How to Build a Logistic Regression Model from Scratch in R

In this document, I demonstrate how the Newton-Raphson Method can be used to approximate the Maximum Likelihood Estimates of the parameters of a Logistic Regression model.

Learning Objectives

Describe the Newton-Raphson Method to approximate the Maximum Likelihood Estimates of the parameters of a Logistic Regression model.
Use the Newton-Raphson Method to approximate the Maximum Likelihood Estimates of the parameters of a Logistic Regression model in R.

1 Logistic Regression

Let \(Y=(Y_{1},Y_{2},…,Y_{n})^{T}\) be a random sample of size \(n\) where \(Y_{i}\sim B(1,\pi_{i})\), \(i=1,2,…,n\), are \(n\) independent random scalars which follow a Bernoulli distribution with parameter \(\pi_{i}\). Let \(y=(y_{1},y_{2},…,y_{n})^{T}\) be an observed random sample in which \(y_{i}\), \(i=1,2,…,n\), are \(n\) realisations of the random scalars \(Y_{i}\), \(i=1,2,…,n\). The probability mass function of \(Y_{i}\) is

\[ \begin{align*} f(y_{i};\pi)=P(y_{i};\pi)=P(Y_{i}=y_{i})=\pi_{i}^{y_{i}}(1-\pi_{i})^{1-y_{i}} \end{align*} \]

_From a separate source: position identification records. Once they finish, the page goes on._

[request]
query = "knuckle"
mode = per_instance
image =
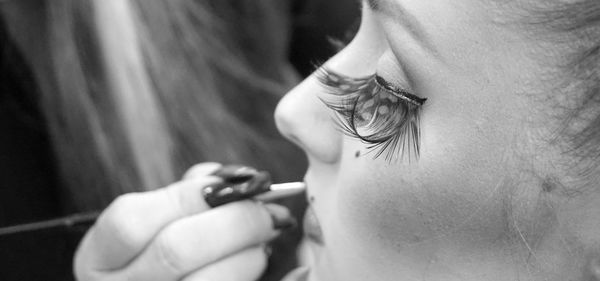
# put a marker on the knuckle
(252, 217)
(169, 255)
(121, 221)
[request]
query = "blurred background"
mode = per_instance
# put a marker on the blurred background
(73, 134)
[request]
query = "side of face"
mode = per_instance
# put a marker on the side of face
(473, 206)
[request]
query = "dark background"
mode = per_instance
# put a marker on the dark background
(28, 180)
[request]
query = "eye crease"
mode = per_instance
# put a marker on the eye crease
(382, 115)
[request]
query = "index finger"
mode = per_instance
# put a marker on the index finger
(125, 228)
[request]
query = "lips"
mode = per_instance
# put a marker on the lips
(312, 228)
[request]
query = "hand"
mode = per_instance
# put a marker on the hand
(172, 234)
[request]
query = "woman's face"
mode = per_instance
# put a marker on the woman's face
(473, 205)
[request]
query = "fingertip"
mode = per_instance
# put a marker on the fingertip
(202, 169)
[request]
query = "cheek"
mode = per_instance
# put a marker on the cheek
(393, 208)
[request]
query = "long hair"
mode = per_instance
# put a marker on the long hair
(134, 92)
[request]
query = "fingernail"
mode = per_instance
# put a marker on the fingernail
(268, 250)
(235, 173)
(281, 217)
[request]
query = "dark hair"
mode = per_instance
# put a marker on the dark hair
(134, 92)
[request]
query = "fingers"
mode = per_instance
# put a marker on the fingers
(194, 242)
(243, 266)
(132, 220)
(202, 169)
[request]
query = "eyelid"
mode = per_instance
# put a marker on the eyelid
(398, 92)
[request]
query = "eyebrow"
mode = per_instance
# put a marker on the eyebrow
(396, 11)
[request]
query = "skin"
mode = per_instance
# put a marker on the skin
(483, 201)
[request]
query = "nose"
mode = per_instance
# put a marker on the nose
(302, 118)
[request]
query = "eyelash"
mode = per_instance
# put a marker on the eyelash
(388, 115)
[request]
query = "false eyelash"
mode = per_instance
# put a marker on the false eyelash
(379, 114)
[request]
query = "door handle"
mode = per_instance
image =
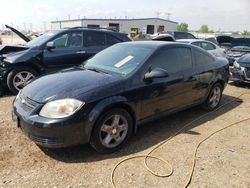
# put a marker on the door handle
(191, 79)
(81, 52)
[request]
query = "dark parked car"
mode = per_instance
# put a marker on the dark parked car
(104, 100)
(50, 52)
(240, 72)
(181, 35)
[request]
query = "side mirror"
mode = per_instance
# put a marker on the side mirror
(156, 73)
(50, 45)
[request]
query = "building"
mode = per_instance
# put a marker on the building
(143, 25)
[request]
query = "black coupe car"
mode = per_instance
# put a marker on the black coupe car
(104, 100)
(240, 72)
(51, 52)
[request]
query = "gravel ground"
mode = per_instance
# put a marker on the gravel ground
(222, 161)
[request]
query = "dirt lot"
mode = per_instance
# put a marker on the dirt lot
(223, 161)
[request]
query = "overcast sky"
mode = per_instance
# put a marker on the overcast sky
(224, 15)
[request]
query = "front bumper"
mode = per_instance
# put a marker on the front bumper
(51, 133)
(3, 78)
(239, 75)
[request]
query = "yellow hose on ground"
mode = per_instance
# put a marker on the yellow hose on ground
(171, 137)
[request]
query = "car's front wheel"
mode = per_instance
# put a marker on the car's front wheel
(214, 97)
(19, 78)
(112, 130)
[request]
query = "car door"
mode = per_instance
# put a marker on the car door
(67, 51)
(175, 91)
(205, 68)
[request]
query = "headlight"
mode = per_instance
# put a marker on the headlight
(2, 64)
(236, 65)
(61, 108)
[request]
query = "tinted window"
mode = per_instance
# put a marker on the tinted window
(201, 58)
(111, 40)
(197, 44)
(173, 60)
(94, 38)
(121, 59)
(69, 40)
(207, 46)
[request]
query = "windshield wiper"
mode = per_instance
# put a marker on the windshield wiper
(96, 70)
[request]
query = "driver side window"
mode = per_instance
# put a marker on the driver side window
(173, 60)
(69, 40)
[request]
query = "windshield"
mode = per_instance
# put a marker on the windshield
(121, 59)
(41, 39)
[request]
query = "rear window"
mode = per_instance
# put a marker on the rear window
(94, 38)
(202, 58)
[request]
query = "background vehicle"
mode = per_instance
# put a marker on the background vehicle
(240, 72)
(50, 52)
(125, 85)
(171, 36)
(181, 35)
(206, 45)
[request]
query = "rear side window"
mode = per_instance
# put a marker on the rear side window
(69, 40)
(202, 58)
(180, 35)
(111, 40)
(94, 38)
(207, 46)
(173, 60)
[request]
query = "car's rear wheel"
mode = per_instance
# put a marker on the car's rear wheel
(19, 78)
(213, 100)
(112, 130)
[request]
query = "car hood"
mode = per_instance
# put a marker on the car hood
(244, 61)
(69, 83)
(5, 49)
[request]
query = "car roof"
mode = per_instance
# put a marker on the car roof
(153, 44)
(192, 40)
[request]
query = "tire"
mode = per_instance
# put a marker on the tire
(14, 78)
(110, 133)
(213, 100)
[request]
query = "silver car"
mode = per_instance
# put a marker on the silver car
(206, 45)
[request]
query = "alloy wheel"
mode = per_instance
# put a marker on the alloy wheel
(215, 97)
(113, 131)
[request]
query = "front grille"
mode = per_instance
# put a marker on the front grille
(27, 104)
(45, 140)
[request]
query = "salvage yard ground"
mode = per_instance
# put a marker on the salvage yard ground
(222, 161)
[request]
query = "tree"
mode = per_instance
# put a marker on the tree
(182, 27)
(204, 29)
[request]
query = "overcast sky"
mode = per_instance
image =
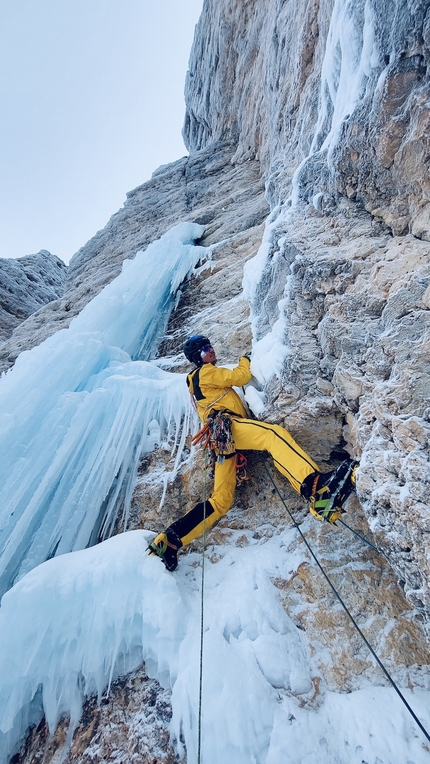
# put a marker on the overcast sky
(91, 104)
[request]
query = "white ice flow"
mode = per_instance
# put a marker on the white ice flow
(75, 622)
(77, 413)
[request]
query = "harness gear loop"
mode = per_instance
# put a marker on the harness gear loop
(241, 467)
(217, 437)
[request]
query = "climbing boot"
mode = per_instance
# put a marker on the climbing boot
(329, 491)
(166, 546)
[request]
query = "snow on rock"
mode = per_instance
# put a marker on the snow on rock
(27, 283)
(77, 413)
(76, 622)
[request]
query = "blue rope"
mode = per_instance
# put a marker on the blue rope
(199, 742)
(355, 624)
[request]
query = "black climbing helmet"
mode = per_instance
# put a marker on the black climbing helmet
(193, 346)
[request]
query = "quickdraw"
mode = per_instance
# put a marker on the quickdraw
(216, 435)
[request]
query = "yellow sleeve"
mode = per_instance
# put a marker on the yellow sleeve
(222, 377)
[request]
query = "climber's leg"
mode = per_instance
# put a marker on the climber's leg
(291, 460)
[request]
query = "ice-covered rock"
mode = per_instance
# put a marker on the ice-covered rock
(26, 284)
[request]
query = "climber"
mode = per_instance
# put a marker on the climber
(227, 430)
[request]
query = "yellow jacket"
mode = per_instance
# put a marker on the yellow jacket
(212, 388)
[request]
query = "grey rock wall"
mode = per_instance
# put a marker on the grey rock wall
(332, 97)
(27, 283)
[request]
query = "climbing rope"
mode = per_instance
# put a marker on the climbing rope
(363, 538)
(355, 624)
(202, 613)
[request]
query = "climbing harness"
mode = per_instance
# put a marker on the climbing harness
(216, 438)
(354, 623)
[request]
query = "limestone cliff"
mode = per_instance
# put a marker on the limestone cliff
(333, 100)
(327, 104)
(25, 285)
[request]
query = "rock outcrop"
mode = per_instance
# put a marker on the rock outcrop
(26, 284)
(333, 98)
(206, 188)
(327, 103)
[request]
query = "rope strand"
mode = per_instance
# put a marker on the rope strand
(355, 624)
(199, 742)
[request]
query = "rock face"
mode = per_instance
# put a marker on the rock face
(26, 284)
(327, 103)
(332, 97)
(333, 100)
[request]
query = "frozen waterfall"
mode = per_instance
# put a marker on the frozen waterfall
(77, 412)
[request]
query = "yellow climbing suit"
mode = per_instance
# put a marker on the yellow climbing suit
(211, 388)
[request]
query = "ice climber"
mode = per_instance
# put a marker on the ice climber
(227, 430)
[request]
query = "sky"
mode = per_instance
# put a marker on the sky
(91, 104)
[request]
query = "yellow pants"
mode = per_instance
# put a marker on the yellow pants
(249, 435)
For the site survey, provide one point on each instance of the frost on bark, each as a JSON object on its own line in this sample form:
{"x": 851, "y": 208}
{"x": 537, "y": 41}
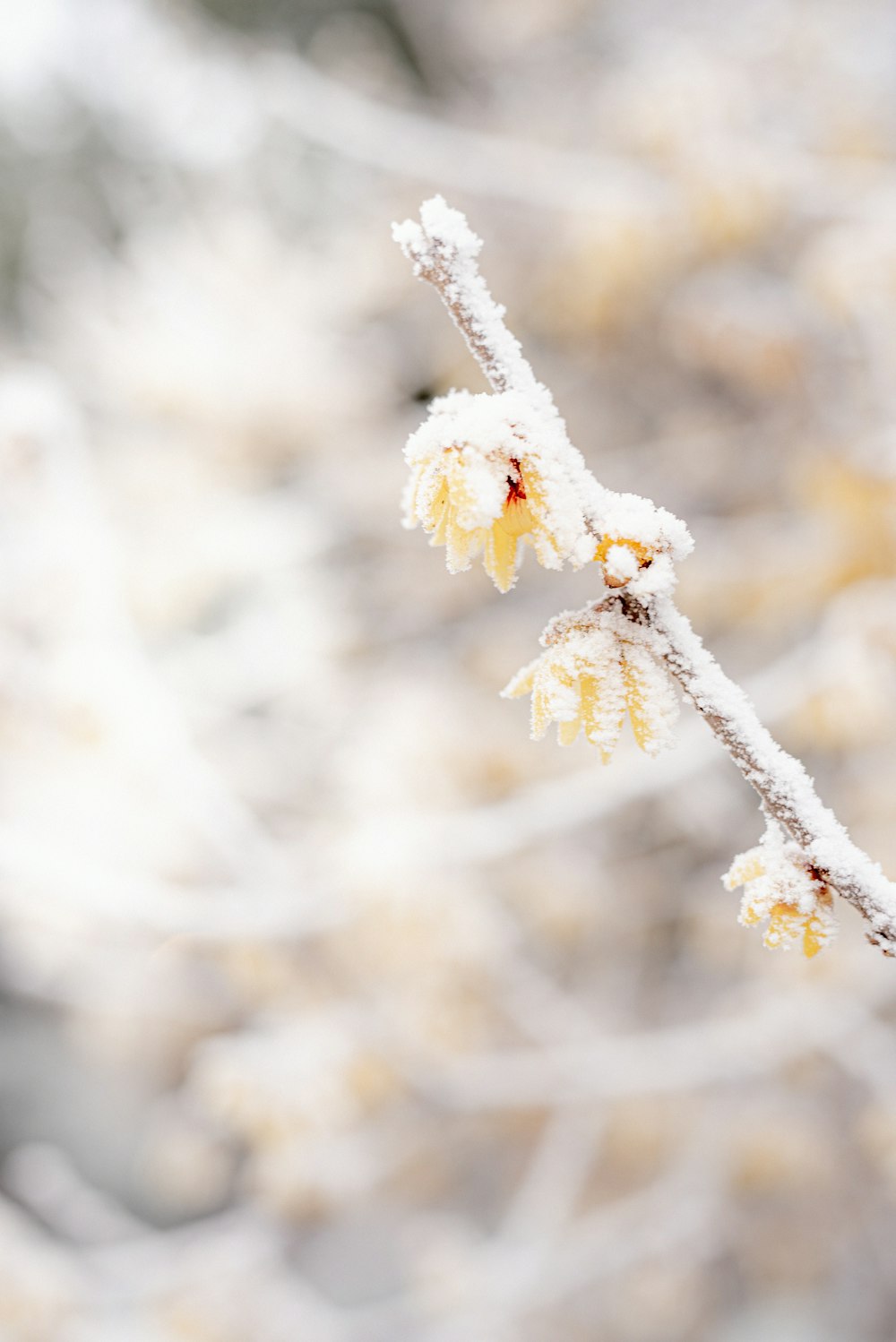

Let \(X=(x_{1},x_{2},…,x_{n})^{T}\) be a \(n\times p\) data matrix in which each row \(x_{i}^{T}\), \(i=1,2,…,n\), represents an observation and each column represents a covariate. Let \(\beta=(\beta_{1},\beta_{2},…,\beta_{p})^{T}\) be the parameters of the Multiple Logistic Regression model. The model is

\[ \begin{align*} \log\left(\frac{\pi_{i}}{1-\pi_{i}}\right)=x_{i}^{T}\beta=\beta_{1}x_{i1}++\beta_{2}x_{i2}+…+\beta_{p}x_{ip} \end{align*} \] or

\[ \begin{align*} \pi_{i}=\frac{e^{x_{i}^{T}\beta}}{1+e^{x_{i}^{T}\beta}}=\frac{e^{\beta_{1}x_{i1}+\beta_{2}x_{i2}+…+\beta_{p}x_{ip}}}{1+e^{\beta_{1}x_{i1}+\beta_{2}x_{i2}+…+\beta_{p}x_{ip}}} \end{align*} \]

2 Maximum Likelihood Estimation

In Maximum Likelihood Estimation, the problem is to find values of \(\beta=(\beta_{1},\beta_{2},…,\beta_{p})^{T}\) so as to

\[ \begin{align*} \max L(\beta) \end{align*} \]

where \(L(\beta)\) is the likelihood function.

2.1 Likelihood Function

The likelihood function for \(\beta\) is

\[ \begin{align*} L(\beta) &=\prod_{i=1}^{n}f(y_{i};\pi_{i}) =\prod_{i=1}^{n}P(y_{i};\pi_{i}) =\prod_{i=1}^{n}P(Y_{i}=y_{i})\\ &=\prod_{i=1}^{n}\pi_{i}^{y_{i}}(1-\pi_{i})^{1-y_{i}}\\ &=\prod_{i=1}^{n}\left(\frac{e^{x_{i}^{T}\beta}}{1+e^{x_{i}^{T}\beta}}\right)^{y_{i}}\left(\frac{1}{1+e^{x_{i}^{T}\beta}}\right)^{1-y_{i}} \end{align*} \]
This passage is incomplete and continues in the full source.